Autograd customized gradient requires_grad as True?

fsh · June 17, 2020, 12:43pm

Hi,

After defining a custom layer with customized gradient computation, do I need to have the gradients with requires_grad=True? Or is it enough just to have the requires_grad as true for the input and the output of that layer?

Does it make a problem if unnecessarily I put requires_grad as True for some variables?

Thanks in advance!

albanD · June 17, 2020, 2:37pm

Hi,

It might create the the autograd state for Tensors that don’t need it. But it won’t cause any problem no.
If you define a custom autograd.Function, you can use it as any other function: The inputs should have requires_grad=True during the forward if you want to be able to backprop. The grad_output given to your custom backward will have requires_grad=True if you asked for create_graph=True when calling backward and Tensors require gradients.

fsh · June 18, 2020, 6:53am

Thanks a lot! Where should I exactly use create_graph=True? Do I really need it while I am not using autograd.grad?

Here is my code, where it is defining some new custom loss class with all the computations inside LossAndGradients:

class CustomLoss(Function): # Inherit from Function
    
    @staticmethod
    def forward(ctx, X_input, imgD):        
        Loss, Gradients = LossAndGradients(X_input, imgD)
        ctx.save_for_backward(Gradients)
        return Loss
    
    @staticmethod
    def backward(ctx, grad_output):
        Gradients, = ctx.saved_tensors
        grad_imgD = None
        grad_input = Gradients
        return grad_input, grad_imgD

In the above function I have set requires_grad=True for Loss and X_input, and requires_grad=False for Gradients. And I employ it as below in the main code:

criterion = CustomLoss.apply

I am not really sure if it is back-propagating the gradients in a correct way during training.
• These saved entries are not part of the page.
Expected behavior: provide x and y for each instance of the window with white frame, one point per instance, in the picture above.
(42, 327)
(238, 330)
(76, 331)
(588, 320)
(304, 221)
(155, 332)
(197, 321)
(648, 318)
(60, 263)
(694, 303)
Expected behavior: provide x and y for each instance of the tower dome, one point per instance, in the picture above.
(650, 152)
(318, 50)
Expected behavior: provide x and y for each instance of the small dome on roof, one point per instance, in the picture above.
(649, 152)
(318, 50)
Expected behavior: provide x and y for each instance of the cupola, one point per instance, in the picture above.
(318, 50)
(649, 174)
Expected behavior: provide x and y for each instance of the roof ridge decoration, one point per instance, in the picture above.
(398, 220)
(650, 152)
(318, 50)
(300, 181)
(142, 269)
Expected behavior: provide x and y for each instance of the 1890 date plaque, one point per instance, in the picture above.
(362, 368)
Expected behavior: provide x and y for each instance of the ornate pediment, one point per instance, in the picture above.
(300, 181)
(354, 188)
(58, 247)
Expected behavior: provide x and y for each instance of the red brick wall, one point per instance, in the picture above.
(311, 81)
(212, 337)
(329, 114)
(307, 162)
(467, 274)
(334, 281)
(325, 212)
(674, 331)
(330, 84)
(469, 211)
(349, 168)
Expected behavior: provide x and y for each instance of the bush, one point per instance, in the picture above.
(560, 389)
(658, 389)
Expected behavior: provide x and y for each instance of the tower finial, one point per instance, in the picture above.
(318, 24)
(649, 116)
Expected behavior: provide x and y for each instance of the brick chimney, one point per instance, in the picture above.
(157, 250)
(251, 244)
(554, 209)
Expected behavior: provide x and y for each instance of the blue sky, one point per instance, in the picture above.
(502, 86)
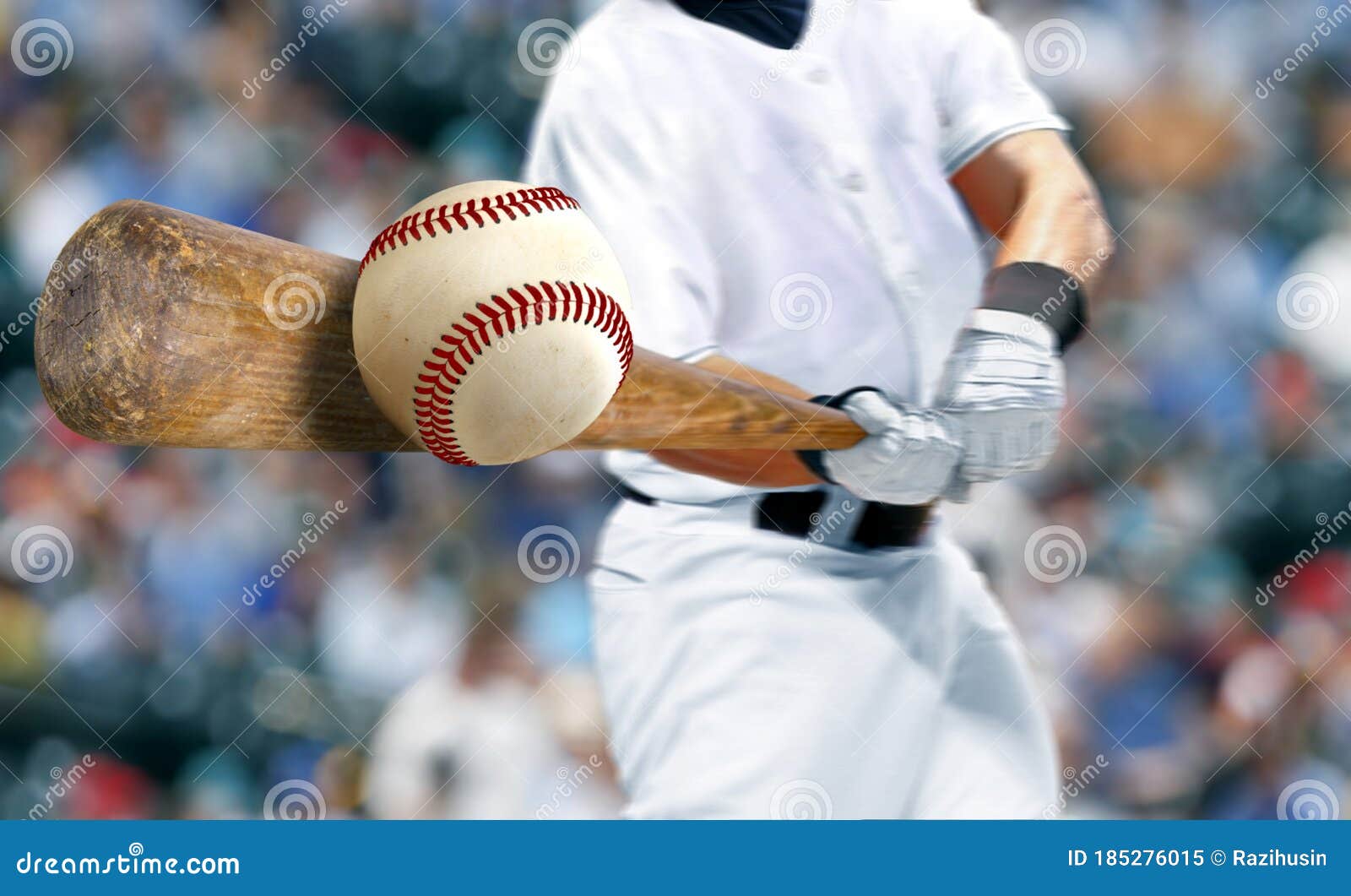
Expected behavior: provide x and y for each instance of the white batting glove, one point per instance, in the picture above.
(909, 457)
(1004, 385)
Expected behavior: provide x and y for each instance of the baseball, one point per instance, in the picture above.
(491, 322)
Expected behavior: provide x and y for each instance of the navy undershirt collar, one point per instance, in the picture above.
(779, 24)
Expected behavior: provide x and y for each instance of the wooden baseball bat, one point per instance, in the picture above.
(161, 328)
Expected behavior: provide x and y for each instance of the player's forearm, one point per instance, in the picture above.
(1040, 206)
(758, 468)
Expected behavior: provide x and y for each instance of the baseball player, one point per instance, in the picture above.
(790, 191)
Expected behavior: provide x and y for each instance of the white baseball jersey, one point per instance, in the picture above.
(787, 209)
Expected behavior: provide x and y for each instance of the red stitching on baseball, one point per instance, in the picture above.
(463, 215)
(470, 337)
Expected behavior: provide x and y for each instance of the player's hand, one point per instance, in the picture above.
(909, 457)
(1004, 387)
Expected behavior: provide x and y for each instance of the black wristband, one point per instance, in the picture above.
(1042, 292)
(814, 459)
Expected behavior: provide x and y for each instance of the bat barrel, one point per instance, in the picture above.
(161, 328)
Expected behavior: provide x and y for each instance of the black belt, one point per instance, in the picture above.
(799, 513)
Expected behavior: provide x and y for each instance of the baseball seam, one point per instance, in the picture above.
(558, 301)
(461, 215)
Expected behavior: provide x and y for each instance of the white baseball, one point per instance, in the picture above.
(491, 322)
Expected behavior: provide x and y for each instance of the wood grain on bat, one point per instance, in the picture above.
(155, 330)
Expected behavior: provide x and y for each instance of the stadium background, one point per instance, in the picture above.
(1204, 454)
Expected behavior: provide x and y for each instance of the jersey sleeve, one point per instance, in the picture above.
(605, 152)
(983, 88)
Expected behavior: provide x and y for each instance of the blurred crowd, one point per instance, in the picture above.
(1180, 573)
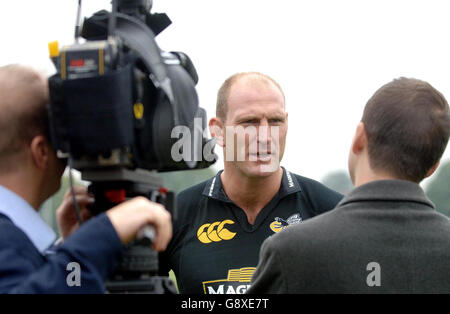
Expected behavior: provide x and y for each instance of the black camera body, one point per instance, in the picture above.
(116, 98)
(114, 103)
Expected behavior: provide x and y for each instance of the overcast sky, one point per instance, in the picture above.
(328, 56)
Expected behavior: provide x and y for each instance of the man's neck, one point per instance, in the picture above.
(251, 194)
(23, 188)
(369, 176)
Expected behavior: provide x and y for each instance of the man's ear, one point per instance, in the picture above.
(360, 139)
(40, 151)
(216, 128)
(432, 169)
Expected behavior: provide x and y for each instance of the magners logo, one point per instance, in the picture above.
(237, 282)
(215, 232)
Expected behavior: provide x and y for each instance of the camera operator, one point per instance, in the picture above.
(30, 172)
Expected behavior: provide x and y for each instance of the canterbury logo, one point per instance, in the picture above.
(215, 232)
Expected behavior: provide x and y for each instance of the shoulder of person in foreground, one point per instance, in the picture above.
(291, 254)
(187, 203)
(320, 197)
(79, 265)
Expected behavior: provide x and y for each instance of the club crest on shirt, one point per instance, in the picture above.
(215, 232)
(279, 223)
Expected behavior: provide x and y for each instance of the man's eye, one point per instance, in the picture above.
(274, 121)
(251, 121)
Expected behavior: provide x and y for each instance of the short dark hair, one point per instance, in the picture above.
(23, 113)
(407, 123)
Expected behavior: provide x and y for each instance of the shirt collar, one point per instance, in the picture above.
(26, 218)
(387, 190)
(214, 188)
albanD · June 18, 2020, 2:54pm

You should use create_graph=True when you want higher order derivatives (like hessian or gradient penalty) otherwise you don’t need it.

In the custom Function, the forward always run in a no_grad mode. So you don’t need to check the requires_grad field in there. The history will properly be attached to the Tensor you return on exit.
For the backward, it run with grad mode enabled only if you set create_graph=True. If you don’t, then it will also not run in grad mode and you can ignore the requires_grad fields in there.